Much, much thanks to @blazersedge for uploading the video of what happened tonight in the Suns/Celtics game between Channing Frye and Kevin Garnett.
Did you ever play fighting video games when you were growing up? When I first got into video games, back in the Super Nintendo/Sega days, my mom didn’t want me playing Mortal Kombat, so I only had the various titles in the Street Fighter series.
I was a master of Mario, but I was never very good at fighting games. I could hold my own against the computer on normal difficulty, but my friends who were the best at those games would generally beat me. Often, they’d whittle away half of my health repeatedly using the same move – Ryu or Ken’s grapple, or repeated jump kicks. When I finally got my hands on Mortal Kombat, the same thing would happen with Liu Kang’s high and low fireballs.
I usually didn’t take this well. “Cheap!” I’d cry. “You couldn’t beat me fairly so you have to use the same cheap move!” Gamers even coined a term for it – “cheese.”
The thing that I knew – and that I didn’t want to admit – was that if I could perfect the timing, I’d do the same thing. After all, it was within the rules that the game designers installed, and it was effective. It provided a competitive advantage…a lot like flopping.
How do fans react when one of their own players flops successfully? If they don’t gloat about his “craftiness”, they’ll at least sheepishly point out that yes, he flopped, but it worked so we’ll take it! Contrast that with some of the more vehement fans when their team is on the wrong side of a flop. They’ll scream bloody murder and belittle even the best of players (see: Thunder fans reaction to Paul flopping the other night, any team that plays Manu Ginobili).
What Vince Carter did tonight in drawing a charge against Marquis Daniels with just under 6 minutes left in the fourth quarter, flying practically into the row of cameramen? That was cheap. It’s within the rules, it’s effective, yet something seems off about it. As Suns fans, though, we’ll take it.
Imagine again that you’re playing your favorite old school fighting game. You’re winning. This time, instead of trying to block your onslaught or surrendering this round and moving on to the next, your friend unplugs your controller, smacks you in the crotch with it, and proceeds to win the match.
That’s dirty. It’s completely outside of the rules of the game. It goes against the Golden Rule – Do unto others as you’d have them do unto you, unless it comes to nut shots. And it’s akin to what Kevin Garnett did in intentionally hitting Channing Frye in the groin with just four minutes left in the game.

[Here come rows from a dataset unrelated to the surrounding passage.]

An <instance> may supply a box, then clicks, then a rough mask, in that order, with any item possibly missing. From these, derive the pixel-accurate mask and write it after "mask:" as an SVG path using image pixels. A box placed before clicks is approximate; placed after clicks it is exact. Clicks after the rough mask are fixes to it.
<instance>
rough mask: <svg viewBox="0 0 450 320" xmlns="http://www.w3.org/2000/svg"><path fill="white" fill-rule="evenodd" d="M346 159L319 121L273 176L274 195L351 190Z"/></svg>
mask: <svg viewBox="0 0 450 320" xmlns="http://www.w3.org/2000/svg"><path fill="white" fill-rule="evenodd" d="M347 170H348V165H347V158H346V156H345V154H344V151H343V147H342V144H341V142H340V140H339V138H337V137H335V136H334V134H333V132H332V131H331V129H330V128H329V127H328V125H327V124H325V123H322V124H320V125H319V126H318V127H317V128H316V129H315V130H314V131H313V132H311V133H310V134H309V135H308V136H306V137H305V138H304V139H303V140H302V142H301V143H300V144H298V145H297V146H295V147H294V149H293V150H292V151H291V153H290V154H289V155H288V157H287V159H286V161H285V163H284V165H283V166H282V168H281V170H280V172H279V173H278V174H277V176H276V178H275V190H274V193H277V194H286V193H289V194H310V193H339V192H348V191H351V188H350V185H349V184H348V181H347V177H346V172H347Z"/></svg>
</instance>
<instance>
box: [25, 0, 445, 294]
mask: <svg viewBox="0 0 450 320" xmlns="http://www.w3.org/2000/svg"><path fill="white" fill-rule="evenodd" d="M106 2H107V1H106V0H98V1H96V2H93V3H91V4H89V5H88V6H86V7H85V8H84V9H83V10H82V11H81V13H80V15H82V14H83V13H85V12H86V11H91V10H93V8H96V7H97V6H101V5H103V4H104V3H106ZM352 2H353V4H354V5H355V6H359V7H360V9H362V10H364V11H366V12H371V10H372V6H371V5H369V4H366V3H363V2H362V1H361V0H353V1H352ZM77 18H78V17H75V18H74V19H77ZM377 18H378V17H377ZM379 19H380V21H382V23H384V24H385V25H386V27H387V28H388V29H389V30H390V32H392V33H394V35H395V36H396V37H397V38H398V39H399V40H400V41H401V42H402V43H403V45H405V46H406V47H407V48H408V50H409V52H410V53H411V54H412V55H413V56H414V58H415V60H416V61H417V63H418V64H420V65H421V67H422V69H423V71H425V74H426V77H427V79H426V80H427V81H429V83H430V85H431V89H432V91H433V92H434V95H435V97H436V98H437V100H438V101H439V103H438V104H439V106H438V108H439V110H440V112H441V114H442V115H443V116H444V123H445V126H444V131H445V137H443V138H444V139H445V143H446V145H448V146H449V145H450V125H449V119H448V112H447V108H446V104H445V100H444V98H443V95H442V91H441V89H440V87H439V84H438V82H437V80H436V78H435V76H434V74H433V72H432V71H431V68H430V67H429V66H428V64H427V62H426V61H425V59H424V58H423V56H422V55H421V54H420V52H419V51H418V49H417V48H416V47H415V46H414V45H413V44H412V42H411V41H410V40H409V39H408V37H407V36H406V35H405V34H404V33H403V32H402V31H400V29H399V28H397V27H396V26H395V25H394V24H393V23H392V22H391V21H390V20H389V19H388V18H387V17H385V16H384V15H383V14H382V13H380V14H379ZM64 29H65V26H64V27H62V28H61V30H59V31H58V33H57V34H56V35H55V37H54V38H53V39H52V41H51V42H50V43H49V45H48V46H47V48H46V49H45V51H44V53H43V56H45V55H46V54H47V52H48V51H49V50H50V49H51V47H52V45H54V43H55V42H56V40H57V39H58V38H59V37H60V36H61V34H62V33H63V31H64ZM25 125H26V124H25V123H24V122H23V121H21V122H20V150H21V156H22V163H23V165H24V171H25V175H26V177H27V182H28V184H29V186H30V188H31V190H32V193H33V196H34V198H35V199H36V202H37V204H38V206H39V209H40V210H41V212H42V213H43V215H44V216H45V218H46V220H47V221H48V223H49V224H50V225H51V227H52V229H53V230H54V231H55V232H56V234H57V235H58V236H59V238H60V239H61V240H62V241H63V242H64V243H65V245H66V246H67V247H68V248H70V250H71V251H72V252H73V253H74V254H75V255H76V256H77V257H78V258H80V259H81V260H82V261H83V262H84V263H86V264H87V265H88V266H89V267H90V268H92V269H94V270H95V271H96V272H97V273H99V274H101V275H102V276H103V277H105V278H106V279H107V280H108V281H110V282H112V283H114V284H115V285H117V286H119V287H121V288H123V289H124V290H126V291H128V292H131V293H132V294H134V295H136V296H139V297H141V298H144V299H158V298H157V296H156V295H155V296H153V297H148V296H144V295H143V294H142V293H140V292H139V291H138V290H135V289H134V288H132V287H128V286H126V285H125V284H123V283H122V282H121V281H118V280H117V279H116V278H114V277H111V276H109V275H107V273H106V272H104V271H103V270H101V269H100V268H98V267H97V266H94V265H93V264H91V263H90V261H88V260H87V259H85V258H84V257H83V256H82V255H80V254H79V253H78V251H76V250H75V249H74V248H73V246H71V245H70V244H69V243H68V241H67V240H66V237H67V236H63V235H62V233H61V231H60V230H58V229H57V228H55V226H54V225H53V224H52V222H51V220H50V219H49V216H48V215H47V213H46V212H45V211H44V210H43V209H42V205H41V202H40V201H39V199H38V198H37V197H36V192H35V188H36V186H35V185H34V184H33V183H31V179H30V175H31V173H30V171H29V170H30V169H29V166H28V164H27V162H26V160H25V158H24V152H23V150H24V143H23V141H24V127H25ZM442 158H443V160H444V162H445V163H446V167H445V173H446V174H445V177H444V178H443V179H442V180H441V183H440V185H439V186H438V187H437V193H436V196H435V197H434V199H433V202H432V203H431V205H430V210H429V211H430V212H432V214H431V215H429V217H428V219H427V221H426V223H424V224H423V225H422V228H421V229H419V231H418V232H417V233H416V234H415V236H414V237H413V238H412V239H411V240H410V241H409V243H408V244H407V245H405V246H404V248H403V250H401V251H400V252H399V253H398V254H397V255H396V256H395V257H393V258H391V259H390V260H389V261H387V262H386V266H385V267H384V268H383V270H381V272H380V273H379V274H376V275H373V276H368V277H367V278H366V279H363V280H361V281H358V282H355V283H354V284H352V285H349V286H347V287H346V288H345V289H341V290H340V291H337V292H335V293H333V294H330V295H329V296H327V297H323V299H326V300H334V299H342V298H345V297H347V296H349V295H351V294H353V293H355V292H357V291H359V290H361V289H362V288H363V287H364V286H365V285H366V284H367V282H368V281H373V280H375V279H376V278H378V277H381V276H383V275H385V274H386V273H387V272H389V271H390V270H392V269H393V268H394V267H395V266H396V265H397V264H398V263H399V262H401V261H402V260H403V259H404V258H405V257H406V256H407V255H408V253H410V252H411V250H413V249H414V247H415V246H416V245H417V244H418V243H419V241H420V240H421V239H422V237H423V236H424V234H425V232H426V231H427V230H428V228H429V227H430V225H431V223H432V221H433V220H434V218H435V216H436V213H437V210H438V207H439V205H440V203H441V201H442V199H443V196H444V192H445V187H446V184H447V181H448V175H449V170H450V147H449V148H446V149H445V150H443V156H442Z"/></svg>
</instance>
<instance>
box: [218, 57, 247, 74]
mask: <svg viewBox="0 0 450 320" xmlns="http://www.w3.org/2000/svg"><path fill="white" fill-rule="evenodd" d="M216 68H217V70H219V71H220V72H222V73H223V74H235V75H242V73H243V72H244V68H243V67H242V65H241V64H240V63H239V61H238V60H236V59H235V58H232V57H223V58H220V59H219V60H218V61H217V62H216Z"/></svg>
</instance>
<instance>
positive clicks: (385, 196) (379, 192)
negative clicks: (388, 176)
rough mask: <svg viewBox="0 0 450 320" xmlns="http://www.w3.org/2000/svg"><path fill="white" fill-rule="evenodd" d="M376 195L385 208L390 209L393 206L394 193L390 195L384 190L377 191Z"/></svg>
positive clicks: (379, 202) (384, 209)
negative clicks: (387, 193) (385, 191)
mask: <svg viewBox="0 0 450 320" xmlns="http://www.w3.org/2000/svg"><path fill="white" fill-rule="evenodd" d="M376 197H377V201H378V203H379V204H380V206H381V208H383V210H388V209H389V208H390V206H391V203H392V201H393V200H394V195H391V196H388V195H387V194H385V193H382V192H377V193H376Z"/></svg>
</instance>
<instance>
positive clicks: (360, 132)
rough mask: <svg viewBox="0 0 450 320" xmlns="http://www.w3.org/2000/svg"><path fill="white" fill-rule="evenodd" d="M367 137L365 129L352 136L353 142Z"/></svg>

I’ve already heard it said tonight that “anyone who’s played ball on the playground knows what Garnett did happens.” So does calling your own fouls, on the playground. These are professional athletes who constantly remind us that they’re in a business. Garnett is one player who plays the game, seemingly, most for pride and his love of it. I respect him for that. But what he did tonight was dirty, not cheap.